Player performance is a slow issue. Fixing it will probably happen but it won’t happen overnight. The larger disease looming over the Astros is their insistence on running their ballclub the old-school way. There’s a cure for this disease but there’s no guarantee that they’ll take it. If anything, they likely won’t as doing so starts with firing Patient Zero and that’s Baker Jr.
Baker Jr was hired because the baseball world loves him and the Astros needed his publicity in a time of turmoil with the press. Well they don’t need it anymore. They don’t need his stubborn refusal to move on from the starter if the starter is past his prime. They don’t need his crusade against analytics. They don’t need him.
In many ways, Baker Jr has been a hidden thorn in the Astros’ side but none shines more than his favoritism for Maldonado.

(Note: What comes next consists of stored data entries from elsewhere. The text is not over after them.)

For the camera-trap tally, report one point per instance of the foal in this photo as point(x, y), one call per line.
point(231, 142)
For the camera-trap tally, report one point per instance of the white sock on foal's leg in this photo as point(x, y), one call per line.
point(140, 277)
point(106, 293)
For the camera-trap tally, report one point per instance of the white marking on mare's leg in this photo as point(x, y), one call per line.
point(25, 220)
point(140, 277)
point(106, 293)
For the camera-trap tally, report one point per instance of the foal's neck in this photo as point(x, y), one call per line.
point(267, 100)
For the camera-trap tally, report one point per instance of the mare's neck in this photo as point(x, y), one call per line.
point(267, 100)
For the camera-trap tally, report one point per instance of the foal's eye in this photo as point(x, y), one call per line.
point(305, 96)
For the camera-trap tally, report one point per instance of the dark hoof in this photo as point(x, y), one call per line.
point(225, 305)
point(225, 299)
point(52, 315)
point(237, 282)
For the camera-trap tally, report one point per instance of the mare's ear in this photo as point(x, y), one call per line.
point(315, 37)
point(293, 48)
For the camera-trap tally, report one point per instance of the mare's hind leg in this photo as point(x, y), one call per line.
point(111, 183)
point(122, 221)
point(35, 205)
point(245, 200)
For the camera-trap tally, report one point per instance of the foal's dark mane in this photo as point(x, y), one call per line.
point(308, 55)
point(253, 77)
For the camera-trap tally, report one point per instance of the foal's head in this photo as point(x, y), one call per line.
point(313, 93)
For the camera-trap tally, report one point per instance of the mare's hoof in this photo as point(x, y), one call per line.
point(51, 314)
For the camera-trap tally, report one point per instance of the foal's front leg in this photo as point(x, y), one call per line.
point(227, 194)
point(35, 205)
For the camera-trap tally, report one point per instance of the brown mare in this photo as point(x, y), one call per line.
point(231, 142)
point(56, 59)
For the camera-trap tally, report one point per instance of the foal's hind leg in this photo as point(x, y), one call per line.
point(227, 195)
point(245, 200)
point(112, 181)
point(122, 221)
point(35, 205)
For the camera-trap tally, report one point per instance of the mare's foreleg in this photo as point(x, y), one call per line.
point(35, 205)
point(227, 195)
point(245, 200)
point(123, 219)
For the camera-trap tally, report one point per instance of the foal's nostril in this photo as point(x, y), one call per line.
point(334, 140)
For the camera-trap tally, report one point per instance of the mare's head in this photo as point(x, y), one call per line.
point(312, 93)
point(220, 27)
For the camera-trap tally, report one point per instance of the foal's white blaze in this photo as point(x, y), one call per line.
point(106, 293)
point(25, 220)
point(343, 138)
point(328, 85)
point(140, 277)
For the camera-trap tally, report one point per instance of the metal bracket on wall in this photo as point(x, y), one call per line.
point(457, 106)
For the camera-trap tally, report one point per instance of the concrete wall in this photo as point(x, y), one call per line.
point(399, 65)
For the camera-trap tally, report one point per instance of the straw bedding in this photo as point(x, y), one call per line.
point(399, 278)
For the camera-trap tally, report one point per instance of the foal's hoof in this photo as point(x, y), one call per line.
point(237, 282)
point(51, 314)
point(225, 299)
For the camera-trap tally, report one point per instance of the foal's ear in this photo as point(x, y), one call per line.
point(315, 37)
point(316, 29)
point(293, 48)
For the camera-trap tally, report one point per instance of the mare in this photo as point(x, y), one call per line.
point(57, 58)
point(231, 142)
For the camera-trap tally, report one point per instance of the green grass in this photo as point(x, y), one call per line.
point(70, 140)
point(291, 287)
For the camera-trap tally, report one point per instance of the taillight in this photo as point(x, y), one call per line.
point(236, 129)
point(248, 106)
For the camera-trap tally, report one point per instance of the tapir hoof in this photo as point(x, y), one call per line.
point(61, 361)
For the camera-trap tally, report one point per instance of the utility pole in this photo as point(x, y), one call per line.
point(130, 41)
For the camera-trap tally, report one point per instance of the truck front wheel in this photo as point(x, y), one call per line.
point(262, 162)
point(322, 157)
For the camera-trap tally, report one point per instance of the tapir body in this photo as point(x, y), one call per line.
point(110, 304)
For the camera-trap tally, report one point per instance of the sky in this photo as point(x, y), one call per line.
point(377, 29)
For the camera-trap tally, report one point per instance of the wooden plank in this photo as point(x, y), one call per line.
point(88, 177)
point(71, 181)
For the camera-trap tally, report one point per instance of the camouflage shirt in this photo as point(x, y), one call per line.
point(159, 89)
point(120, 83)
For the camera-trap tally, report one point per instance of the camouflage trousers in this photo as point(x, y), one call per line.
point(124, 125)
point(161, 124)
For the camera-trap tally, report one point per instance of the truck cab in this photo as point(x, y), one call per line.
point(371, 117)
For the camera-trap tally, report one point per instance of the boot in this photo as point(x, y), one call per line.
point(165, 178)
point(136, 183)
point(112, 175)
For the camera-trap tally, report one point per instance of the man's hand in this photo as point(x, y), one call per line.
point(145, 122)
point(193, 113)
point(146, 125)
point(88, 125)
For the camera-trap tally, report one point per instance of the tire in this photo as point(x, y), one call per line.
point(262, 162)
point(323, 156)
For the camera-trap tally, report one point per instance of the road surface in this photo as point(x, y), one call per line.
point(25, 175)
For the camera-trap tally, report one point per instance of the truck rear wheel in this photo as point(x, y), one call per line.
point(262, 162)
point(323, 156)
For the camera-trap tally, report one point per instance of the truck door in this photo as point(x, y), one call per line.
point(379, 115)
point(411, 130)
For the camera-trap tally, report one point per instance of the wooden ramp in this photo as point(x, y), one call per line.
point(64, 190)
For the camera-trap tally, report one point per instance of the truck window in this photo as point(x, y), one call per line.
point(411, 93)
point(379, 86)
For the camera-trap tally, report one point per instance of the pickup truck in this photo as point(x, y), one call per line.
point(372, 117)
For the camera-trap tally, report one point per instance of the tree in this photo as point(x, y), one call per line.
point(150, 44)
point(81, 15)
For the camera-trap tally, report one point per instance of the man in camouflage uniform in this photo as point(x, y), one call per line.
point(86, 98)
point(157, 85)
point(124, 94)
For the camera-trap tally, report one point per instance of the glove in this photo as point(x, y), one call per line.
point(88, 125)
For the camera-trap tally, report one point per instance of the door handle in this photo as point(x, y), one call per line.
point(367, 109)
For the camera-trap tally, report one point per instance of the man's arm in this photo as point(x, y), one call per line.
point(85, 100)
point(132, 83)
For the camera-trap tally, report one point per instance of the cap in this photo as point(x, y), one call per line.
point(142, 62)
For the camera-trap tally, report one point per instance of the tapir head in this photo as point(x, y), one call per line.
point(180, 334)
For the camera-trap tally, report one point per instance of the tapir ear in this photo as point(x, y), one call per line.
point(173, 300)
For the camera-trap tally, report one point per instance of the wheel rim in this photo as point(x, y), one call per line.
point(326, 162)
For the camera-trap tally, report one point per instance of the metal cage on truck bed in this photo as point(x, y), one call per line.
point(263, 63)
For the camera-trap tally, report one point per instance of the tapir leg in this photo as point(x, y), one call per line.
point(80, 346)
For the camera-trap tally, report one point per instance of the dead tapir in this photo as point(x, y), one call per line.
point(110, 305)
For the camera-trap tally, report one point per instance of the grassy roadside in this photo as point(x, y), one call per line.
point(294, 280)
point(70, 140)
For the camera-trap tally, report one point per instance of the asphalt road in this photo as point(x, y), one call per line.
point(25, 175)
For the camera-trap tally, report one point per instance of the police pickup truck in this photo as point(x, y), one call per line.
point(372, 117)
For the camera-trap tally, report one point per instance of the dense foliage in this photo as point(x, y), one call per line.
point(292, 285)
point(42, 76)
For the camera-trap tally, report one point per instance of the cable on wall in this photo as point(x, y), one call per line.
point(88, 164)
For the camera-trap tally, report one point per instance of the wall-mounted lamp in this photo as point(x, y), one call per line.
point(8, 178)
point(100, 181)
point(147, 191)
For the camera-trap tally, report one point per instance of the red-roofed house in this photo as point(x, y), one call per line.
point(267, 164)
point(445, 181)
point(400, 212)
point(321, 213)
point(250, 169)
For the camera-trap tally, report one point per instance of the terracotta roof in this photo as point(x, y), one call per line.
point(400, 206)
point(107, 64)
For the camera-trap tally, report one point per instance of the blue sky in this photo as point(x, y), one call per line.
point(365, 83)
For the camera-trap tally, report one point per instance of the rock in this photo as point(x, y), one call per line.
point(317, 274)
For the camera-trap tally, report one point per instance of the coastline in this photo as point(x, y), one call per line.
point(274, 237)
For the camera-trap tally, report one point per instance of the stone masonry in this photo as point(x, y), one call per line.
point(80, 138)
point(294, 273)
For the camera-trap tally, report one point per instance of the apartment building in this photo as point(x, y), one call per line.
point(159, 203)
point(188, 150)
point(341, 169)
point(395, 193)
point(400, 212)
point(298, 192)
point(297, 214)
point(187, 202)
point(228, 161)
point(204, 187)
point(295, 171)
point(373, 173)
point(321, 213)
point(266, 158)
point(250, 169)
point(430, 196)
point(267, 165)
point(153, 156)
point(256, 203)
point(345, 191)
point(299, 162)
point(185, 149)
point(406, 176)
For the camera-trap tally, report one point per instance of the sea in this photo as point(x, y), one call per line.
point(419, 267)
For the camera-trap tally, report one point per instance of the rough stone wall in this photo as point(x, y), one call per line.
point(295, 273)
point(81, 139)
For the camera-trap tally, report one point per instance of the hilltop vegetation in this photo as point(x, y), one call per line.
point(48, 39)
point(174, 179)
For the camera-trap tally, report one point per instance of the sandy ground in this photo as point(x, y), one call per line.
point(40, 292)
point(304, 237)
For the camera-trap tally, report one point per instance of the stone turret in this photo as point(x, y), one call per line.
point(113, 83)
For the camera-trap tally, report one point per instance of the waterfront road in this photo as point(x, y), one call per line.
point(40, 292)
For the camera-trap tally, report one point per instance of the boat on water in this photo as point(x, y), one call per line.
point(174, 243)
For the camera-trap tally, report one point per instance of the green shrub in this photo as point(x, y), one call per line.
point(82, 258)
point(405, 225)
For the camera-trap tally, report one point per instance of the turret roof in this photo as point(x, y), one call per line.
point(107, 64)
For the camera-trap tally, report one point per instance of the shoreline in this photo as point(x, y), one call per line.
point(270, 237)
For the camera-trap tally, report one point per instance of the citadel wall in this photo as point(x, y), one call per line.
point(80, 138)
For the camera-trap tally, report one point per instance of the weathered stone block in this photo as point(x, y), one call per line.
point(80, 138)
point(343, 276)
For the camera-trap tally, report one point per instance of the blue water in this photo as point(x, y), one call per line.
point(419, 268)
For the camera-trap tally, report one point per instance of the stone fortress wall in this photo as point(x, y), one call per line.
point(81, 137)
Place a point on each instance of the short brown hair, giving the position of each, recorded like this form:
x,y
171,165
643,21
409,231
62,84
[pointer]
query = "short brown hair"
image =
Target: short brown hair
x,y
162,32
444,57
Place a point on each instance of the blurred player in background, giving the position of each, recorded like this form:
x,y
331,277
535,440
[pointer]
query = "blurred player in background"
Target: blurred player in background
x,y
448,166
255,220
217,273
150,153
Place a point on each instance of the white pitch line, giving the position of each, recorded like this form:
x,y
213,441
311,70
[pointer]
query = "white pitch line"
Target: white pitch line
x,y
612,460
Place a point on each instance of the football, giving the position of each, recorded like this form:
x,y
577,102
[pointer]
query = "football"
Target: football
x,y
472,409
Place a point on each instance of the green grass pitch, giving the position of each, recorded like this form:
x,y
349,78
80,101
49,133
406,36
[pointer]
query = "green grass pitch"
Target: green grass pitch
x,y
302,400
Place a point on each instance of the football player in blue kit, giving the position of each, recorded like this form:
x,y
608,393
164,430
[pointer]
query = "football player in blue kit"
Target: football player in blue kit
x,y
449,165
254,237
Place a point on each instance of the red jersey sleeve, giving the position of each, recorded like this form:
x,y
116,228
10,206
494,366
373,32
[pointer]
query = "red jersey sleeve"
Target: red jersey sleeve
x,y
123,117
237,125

In the aforementioned shot-down trade the Astros would’ve acquired a significant upgrade behind the dish with comparable run-game numbers in Contreras. There was no reason to shoot it down other than Baker Jr knowing he’d either refuse to start Contreras which would’ve wasted the team control he had left or knowing he’d have to move on from his prized machete and use Contreras instead. And when Vazquez was acquired, he shared his struggles at the plate but that can be attributed to the lack of regular playing time as his season total in offense was still a nice increase over Maldonado’s. If only he’d been utilized more.

This year it’s far more inexcusable because not only is Diaz a far better hitter than Maldonado, he’s better defensively as well and Baker Jr is yet again smothering the youngster’s potential. Before the injury to Alvarez, Diaz had 80 plate appearances to Maldonado’s 151. And coming off a four-hit game, Baker Jr benched him in favor of starting Maldonado. It took an oblique injury to the best hitter on the planet for Diaz to finally see some regular time as the DH but even then he’s seemingly splitting that position with Corey Julks. It doesn’t make sense. A clueless manager could randomly pick a catcher every game and give Diaz a more appropriate sample behind the dish.

Baker Jr isn’t clueless. He knows what he’s doing. He knows his management is hurting the team and without the disguise of generational talent playing like they do, his decisions are suddenly in the spotlight of the baseball world and the current playoff picture is the perfect X Ray of the internal disaster within the Astros organization. A pill exists to start combatting the old-school disease but it’s a tough one to swallow.